Every document that are sent to ES to be stored go through a hashing algorithm and then are sent to a shard. ES tries to distribute the documents evenly across the shards of the index.
When storing the document ES creates an inverted index mapping the terms of the terms present on the document to the document itself.
(image taken from the slides of the presentation An ElasticSearch Crash Course, by Andrew Cholakian)
Using the inverted index it's possible to search through the terms as a binary tree (using the alphabetical order) which reduces the time of the search.
Another important thing when storing documents is deciding the best way to store them enhancing the query speed. When designing solutions using ElasticSearch the most important thing to think about when storing documents is: how would I like to query for this document?. This "query first" approach facilitates the use of all ES indexing possibilities to make our queries incredible fast. That's when the Analysers of ES are very important.
Analysis
Analysis is a text transformation that takes as input a chunk of text and outputs terms (tokens). One of the best features of ES is that it comes with a lot of built-in analysers.

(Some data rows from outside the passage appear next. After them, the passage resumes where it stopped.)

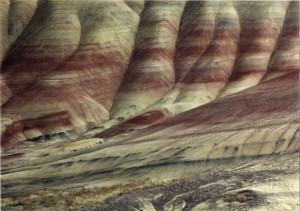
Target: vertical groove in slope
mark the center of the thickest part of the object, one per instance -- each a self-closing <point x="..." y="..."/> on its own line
<point x="261" y="26"/>
<point x="286" y="54"/>
<point x="150" y="74"/>
<point x="85" y="84"/>
<point x="39" y="49"/>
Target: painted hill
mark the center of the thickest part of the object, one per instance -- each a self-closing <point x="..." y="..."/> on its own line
<point x="191" y="104"/>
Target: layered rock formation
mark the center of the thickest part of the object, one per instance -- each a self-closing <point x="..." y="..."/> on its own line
<point x="114" y="96"/>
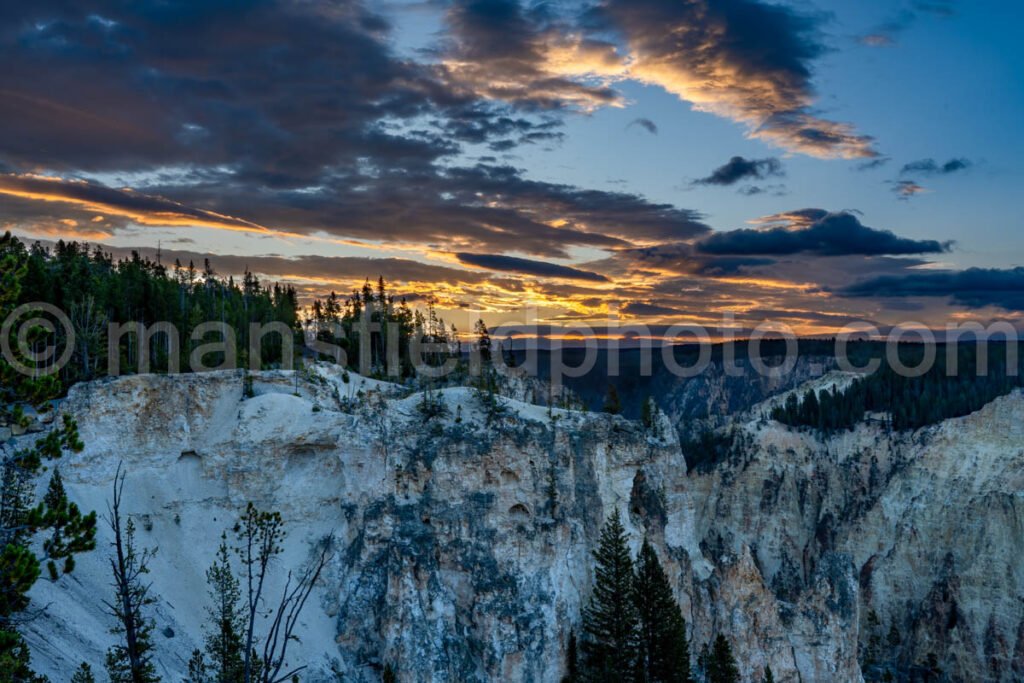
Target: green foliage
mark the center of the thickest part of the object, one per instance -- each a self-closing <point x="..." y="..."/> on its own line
<point x="486" y="393"/>
<point x="71" y="531"/>
<point x="722" y="665"/>
<point x="373" y="331"/>
<point x="482" y="341"/>
<point x="647" y="413"/>
<point x="225" y="624"/>
<point x="130" y="659"/>
<point x="611" y="403"/>
<point x="65" y="531"/>
<point x="910" y="402"/>
<point x="431" y="406"/>
<point x="83" y="674"/>
<point x="610" y="621"/>
<point x="95" y="290"/>
<point x="14" y="659"/>
<point x="664" y="651"/>
<point x="571" y="660"/>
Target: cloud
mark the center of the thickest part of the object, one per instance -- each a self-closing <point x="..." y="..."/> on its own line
<point x="872" y="164"/>
<point x="886" y="34"/>
<point x="830" y="235"/>
<point x="503" y="50"/>
<point x="527" y="266"/>
<point x="973" y="288"/>
<point x="907" y="188"/>
<point x="737" y="169"/>
<point x="646" y="124"/>
<point x="931" y="167"/>
<point x="145" y="209"/>
<point x="743" y="59"/>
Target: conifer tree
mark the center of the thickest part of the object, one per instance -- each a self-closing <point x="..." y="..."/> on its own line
<point x="611" y="402"/>
<point x="571" y="660"/>
<point x="71" y="531"/>
<point x="130" y="660"/>
<point x="664" y="652"/>
<point x="20" y="524"/>
<point x="610" y="621"/>
<point x="482" y="340"/>
<point x="83" y="675"/>
<point x="722" y="666"/>
<point x="226" y="625"/>
<point x="647" y="413"/>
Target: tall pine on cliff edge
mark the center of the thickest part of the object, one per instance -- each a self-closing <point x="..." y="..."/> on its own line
<point x="664" y="654"/>
<point x="610" y="622"/>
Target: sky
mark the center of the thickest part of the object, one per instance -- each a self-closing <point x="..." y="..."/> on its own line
<point x="807" y="163"/>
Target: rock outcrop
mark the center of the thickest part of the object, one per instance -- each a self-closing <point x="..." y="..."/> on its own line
<point x="463" y="541"/>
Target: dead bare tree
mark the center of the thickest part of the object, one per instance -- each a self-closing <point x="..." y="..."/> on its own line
<point x="260" y="535"/>
<point x="286" y="616"/>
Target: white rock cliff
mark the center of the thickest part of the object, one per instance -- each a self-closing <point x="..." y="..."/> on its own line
<point x="462" y="548"/>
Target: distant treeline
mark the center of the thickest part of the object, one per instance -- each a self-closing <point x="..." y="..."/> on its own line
<point x="946" y="390"/>
<point x="94" y="290"/>
<point x="375" y="332"/>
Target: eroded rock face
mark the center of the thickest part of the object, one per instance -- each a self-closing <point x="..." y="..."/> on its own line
<point x="463" y="544"/>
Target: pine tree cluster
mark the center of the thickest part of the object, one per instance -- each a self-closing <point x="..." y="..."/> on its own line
<point x="911" y="402"/>
<point x="633" y="628"/>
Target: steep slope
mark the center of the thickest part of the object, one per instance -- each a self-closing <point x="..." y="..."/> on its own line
<point x="463" y="548"/>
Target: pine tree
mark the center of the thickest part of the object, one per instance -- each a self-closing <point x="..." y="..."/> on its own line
<point x="610" y="621"/>
<point x="722" y="667"/>
<point x="611" y="402"/>
<point x="571" y="660"/>
<point x="647" y="413"/>
<point x="20" y="525"/>
<point x="482" y="340"/>
<point x="72" y="531"/>
<point x="131" y="659"/>
<point x="664" y="653"/>
<point x="83" y="675"/>
<point x="226" y="624"/>
<point x="198" y="672"/>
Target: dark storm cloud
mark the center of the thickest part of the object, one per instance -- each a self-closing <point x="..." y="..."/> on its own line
<point x="502" y="49"/>
<point x="220" y="109"/>
<point x="832" y="235"/>
<point x="483" y="208"/>
<point x="872" y="164"/>
<point x="931" y="167"/>
<point x="280" y="90"/>
<point x="744" y="59"/>
<point x="907" y="188"/>
<point x="646" y="124"/>
<point x="737" y="169"/>
<point x="527" y="266"/>
<point x="974" y="287"/>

For example imagine a function that takes each word in a text block and returns the stemmed form of each word. Or a function that takes a text and remove all the stop words of it. Depending on what you need you can use one or more analysers to transform the original text.
In ES the analysers are useful on helping us building good indexes (database indexes) and speed up the search through our documents. Take a look in the ES Analysers documentation to see some examples of the analysers that come with ES.
Querying
Another powerful feature of ElasticSearch are all of the queries types it provides out-of-the-box. There are nearly 40 query types and probably one of them will be perfect for what you need.
We have the phrase queries for textual search, geo queries based on coordinates, numeric range queries that can be very useful for aggregate data and a lot more. There are a lot to see about ES queries don't forget to read the documentation about them.
Conclusion
It's very difficult to write about ElasticSearch. At the same time it is simple to use and understand, there is a lot of features to talk about. Sometimes you have more than a way on indexing some documents or querying them. I believe that only with experience using ES you can become better and take most of it.
This doesn't mean that you shouldn't try using it. One of the benefits of ES is that it is very easy to install and, for many use cases, it won't be your primary datasource, so you can be less worried on trying it.
As I said earlier, it's important to know the things that ES are good and the this that it's bad. A vast majority of people that I heard complaining about ES were using it in a way it wasn't meant to be.
ElasticSearch isn't quite new but is evolving fast. They are evolving and adding new good stuff on every release. But it's core are very consistent and the fact that it's build on top of Lucene give us more confidence to use it.
That's it! I'm very grateful for writing this post because it helped me refreshing some concepts of ES and also taking a look onto the new features. I hope that in the near future I'd have the opportunity to use these features in something useful. See ya!